The film opens in 1928 Los
Angeles with gutsy single mother Christine Collins,
played by an outstanding Angelina Jolie, and her 9-year-old son Walter (Gattlin
Griffith) taking a red trolley car, as the kid has to get to school and his mom
is on her way to work.
One day, Christine gets home to find that Walter is missing.
Confronting her worst nightmare, she desperately turns to the Los Angeles
Police Department. Nevertheless, the officials offer her a discouraging answer,
since they take the problem as a casual disappearance, an approach which will
prove to be only a bitter foretaste of a following shoddier attitude.
Some time passes, but Christine won’t give up on her son.

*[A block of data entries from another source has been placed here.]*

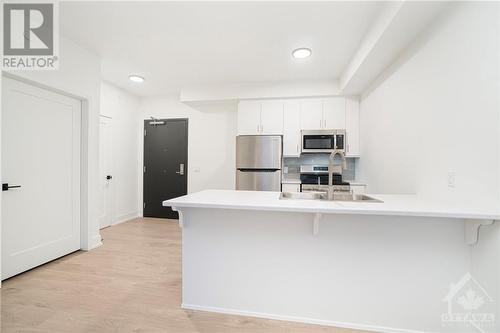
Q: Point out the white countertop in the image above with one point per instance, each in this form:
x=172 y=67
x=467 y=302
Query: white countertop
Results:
x=399 y=205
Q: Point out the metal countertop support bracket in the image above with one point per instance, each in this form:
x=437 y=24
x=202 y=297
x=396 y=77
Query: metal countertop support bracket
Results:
x=182 y=220
x=472 y=227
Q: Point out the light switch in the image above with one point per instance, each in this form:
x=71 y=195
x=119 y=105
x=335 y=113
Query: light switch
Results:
x=451 y=179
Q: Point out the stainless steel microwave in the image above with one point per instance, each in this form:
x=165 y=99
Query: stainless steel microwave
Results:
x=323 y=141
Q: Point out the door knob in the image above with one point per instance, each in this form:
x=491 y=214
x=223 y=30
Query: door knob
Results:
x=6 y=187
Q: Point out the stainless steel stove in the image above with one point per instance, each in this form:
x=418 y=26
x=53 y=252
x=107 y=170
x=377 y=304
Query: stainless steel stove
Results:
x=314 y=178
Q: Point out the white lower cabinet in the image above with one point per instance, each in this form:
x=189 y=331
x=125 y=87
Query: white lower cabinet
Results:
x=286 y=187
x=291 y=129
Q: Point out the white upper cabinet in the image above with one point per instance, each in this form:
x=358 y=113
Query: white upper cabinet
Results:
x=271 y=118
x=352 y=127
x=291 y=129
x=334 y=116
x=249 y=118
x=311 y=114
x=289 y=117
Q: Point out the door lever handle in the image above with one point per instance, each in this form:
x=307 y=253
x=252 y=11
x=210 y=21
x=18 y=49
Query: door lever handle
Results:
x=181 y=169
x=6 y=187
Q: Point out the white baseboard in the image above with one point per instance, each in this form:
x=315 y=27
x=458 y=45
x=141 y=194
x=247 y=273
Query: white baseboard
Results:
x=95 y=242
x=372 y=328
x=125 y=217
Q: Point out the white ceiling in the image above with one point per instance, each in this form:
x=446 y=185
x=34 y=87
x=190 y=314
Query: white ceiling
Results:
x=178 y=44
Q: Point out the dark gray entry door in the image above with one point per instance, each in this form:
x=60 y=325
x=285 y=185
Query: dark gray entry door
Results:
x=165 y=164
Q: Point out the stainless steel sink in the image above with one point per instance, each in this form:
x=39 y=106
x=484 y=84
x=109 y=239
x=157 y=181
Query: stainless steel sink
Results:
x=303 y=195
x=337 y=196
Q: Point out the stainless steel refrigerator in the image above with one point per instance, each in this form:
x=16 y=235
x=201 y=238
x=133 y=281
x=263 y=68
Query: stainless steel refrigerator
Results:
x=258 y=162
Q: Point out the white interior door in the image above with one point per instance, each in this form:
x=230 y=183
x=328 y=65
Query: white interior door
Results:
x=105 y=203
x=40 y=153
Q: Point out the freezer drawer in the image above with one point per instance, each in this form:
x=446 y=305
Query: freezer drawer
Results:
x=255 y=180
x=258 y=152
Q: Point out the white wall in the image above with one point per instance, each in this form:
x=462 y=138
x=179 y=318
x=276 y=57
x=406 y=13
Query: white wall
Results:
x=437 y=111
x=123 y=109
x=211 y=140
x=79 y=75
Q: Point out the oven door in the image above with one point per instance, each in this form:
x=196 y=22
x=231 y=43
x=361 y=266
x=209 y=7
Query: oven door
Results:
x=318 y=142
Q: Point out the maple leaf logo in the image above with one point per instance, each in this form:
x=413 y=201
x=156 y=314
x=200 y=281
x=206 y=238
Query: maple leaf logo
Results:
x=471 y=301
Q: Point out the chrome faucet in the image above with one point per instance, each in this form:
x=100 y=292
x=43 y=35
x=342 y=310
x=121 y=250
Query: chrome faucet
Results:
x=330 y=169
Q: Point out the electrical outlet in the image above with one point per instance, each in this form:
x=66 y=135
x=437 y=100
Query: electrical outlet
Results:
x=451 y=179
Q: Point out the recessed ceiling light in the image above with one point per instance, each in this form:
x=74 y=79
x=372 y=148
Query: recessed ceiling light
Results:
x=301 y=53
x=136 y=78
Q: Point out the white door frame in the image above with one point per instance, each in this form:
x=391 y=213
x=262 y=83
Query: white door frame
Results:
x=85 y=242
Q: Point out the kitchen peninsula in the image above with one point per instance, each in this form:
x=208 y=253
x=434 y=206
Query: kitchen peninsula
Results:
x=345 y=264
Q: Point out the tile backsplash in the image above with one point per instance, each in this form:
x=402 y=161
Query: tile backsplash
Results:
x=293 y=165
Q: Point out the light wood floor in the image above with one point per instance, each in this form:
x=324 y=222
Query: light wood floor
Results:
x=130 y=284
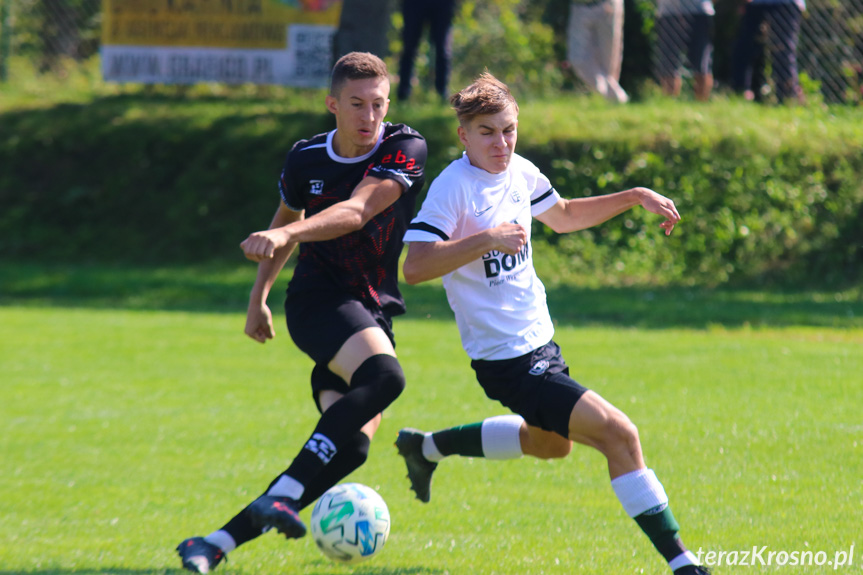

When Capt. J.J. Jones, played by Jeffrey Donovan, reunites the frantic mother
with her supposed son in a scene meant to capture the spotlight, Christine
realizes that she has never seen the boy before and refuses to pretend that he
is her child.
“Changeling” focuses too much on the performances of the
actors and structure of the plot, that it leaves humanity way behind. The film
may be brilliantly built, but it is deficient in sympathy and compassion. And
while Angelina Jolie’s beautiful face and flawless lips warm the cold facts, a
less tense atmosphere would have been more appropriate.